The Oconto County Courthouse is a county courthouse in Oconto, Wisconsin, United States. It houses the circuit court and government offices of Oconto County, Wisconsin. The courthouse was built in 1891, with major alterations in 1907 and 1963. It was listed on the National Register of Historic Places in 1982 and the state register of historic places in 1989 for its local architectural significance.

==History==
The current building is the second courthouse to serve Oconto County. The first courthouse was a wood frame structure built in 1857 at the intersection of First Street and Collins Avenue. It was destroyed by fire in March 1891.

The second and current courthouse was constructed in 1891. Architects Charles H. Rau and Robert G. Kirsch of Milwaukee designed the building in the Romanesque Revival style. The new courthouse was built on Washington Street, in what had been a vacant field. This had been the site of an extrajudicial lynching in May 1871, when a mob broke German inmate Ludwig Neher (also recorded as Louis Nohr) out of the county jail and hung him from an oak tree in retribution for the shooting death of musician Joseph Ruelle.

A fire in September 1907 destroyed the original roof and upper level of the 1891 courthouse. In the aftermath of the fire, the county hired architects Henry A. Foeller and Max W. Schober of Green Bay to repair and enlarge the structure. In contrast to the original Romanesque architecture, Foeller and Schober redesigned the roof in the Neoclassical style, creating a larger domed cupola.

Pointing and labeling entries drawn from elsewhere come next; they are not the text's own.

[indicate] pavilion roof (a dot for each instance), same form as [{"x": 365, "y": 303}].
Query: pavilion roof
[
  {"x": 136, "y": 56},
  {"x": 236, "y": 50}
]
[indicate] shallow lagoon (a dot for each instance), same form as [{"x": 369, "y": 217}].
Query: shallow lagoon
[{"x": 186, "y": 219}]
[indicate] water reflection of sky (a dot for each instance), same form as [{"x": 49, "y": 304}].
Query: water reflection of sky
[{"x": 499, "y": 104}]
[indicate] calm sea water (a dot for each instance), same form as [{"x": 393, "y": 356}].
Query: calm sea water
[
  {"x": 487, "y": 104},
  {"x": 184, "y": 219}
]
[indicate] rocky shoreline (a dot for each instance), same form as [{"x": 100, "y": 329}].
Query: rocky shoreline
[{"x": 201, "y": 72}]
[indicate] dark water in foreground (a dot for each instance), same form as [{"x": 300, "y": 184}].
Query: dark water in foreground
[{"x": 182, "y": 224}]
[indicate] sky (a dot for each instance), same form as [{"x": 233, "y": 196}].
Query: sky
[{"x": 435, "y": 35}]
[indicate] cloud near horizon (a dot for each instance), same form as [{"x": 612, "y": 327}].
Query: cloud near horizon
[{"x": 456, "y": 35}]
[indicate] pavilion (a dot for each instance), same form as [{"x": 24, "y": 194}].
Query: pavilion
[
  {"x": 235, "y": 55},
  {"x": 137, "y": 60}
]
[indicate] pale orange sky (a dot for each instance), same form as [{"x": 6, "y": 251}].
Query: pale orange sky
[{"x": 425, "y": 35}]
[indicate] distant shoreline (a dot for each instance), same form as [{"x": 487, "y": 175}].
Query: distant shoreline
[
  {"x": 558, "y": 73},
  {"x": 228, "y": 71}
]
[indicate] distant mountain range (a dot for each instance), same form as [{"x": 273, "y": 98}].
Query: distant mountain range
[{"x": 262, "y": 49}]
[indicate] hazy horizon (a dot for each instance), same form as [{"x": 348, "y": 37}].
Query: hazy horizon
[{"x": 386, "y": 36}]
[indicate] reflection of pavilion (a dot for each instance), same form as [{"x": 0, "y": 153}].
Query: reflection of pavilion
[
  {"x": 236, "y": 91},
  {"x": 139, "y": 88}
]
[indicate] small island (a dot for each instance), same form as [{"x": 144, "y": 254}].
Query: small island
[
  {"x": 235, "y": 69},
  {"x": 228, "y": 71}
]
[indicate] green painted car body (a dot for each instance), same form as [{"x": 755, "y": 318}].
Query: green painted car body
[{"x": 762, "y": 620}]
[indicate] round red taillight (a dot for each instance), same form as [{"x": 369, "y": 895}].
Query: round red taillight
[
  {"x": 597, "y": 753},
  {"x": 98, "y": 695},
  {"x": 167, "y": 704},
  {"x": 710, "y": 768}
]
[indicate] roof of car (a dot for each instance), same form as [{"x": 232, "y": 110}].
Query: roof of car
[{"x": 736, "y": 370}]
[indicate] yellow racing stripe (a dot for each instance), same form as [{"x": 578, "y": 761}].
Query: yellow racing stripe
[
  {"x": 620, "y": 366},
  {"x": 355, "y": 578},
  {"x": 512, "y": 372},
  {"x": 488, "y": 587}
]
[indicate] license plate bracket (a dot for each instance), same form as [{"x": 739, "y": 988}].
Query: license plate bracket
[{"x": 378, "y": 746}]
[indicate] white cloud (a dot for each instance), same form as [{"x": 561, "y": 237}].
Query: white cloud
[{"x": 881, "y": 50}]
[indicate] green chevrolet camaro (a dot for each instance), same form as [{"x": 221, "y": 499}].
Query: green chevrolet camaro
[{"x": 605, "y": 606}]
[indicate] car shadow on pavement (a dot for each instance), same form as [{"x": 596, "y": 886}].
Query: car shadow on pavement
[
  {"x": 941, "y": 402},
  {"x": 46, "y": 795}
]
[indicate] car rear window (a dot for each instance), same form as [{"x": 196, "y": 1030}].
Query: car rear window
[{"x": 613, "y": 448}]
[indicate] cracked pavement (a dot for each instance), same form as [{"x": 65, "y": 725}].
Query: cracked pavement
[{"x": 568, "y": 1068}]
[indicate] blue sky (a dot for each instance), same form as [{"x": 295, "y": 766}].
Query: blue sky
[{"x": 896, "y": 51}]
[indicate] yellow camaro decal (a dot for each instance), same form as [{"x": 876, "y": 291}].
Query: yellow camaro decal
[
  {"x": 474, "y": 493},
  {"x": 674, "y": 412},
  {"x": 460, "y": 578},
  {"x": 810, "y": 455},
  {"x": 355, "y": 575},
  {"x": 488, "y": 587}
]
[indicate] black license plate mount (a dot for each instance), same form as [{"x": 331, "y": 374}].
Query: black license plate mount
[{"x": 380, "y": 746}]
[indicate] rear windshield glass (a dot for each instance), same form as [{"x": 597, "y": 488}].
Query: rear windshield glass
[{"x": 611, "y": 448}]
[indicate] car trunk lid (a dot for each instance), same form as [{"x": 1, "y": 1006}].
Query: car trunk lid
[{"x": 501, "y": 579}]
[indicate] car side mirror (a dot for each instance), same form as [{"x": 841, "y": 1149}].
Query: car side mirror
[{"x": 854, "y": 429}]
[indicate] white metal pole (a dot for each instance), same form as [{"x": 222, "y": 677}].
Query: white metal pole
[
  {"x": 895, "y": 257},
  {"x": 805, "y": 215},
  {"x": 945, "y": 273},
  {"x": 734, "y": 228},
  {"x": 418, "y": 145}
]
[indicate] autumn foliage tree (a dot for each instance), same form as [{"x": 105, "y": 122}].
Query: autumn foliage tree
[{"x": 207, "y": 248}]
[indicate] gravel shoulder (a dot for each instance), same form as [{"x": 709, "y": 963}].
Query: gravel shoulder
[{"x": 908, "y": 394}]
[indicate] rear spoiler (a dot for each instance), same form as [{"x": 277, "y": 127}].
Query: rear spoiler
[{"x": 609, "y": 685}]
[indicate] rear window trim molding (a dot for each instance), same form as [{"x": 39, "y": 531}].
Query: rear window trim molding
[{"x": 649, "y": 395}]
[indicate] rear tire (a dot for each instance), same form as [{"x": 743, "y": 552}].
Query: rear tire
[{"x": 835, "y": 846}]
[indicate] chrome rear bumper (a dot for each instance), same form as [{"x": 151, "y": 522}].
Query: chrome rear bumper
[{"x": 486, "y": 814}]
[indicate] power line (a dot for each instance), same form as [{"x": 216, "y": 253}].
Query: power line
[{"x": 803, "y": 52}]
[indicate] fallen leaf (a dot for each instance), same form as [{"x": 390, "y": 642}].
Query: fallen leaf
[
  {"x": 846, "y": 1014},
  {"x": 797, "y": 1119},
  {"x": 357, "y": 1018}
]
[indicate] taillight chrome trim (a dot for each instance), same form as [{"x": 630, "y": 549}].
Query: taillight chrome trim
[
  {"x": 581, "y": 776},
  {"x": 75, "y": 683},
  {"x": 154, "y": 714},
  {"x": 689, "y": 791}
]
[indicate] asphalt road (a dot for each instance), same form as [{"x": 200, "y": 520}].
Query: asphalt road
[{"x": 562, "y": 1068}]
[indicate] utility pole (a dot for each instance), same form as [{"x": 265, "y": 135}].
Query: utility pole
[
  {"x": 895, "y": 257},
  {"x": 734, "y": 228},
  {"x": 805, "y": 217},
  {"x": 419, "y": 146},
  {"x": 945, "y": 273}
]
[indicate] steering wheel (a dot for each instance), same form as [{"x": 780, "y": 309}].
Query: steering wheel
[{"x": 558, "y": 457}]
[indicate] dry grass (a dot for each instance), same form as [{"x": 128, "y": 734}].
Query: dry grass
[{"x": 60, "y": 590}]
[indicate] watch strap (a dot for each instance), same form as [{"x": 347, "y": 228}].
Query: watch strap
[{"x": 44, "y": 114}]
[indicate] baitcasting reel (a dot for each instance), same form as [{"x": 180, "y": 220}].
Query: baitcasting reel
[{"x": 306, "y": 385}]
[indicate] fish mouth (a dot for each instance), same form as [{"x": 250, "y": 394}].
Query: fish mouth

The interior of the courthouse was extensively remodeled in 1963, and several additions have been constructed around the original building to provide space for additional county offices and jail facilities.

==Design==
The courthouse is two stories with a large attic and a square domed cupola, and combines elements of the Romanesque Revival and Neoclassical styles. The exterior consists of blond brick walls with a red tile hipped roof. The facade is broken into three gabled pavilions, each of which is decorated with miniature ornamental bartizans and large semicircular arches above the second story windows. The tympanum of the central arch features a medallion with a sculpted log and fish, representing the local importance of the logging and fishing industry at the time of the courthouse's construction.

The cupola atop the roof includes a clock tower with seven-foot diameter Seth Thomas clocks from 1907 on each of its four sides. The dome is topped by a gold-colored lead statue of Lady Justice.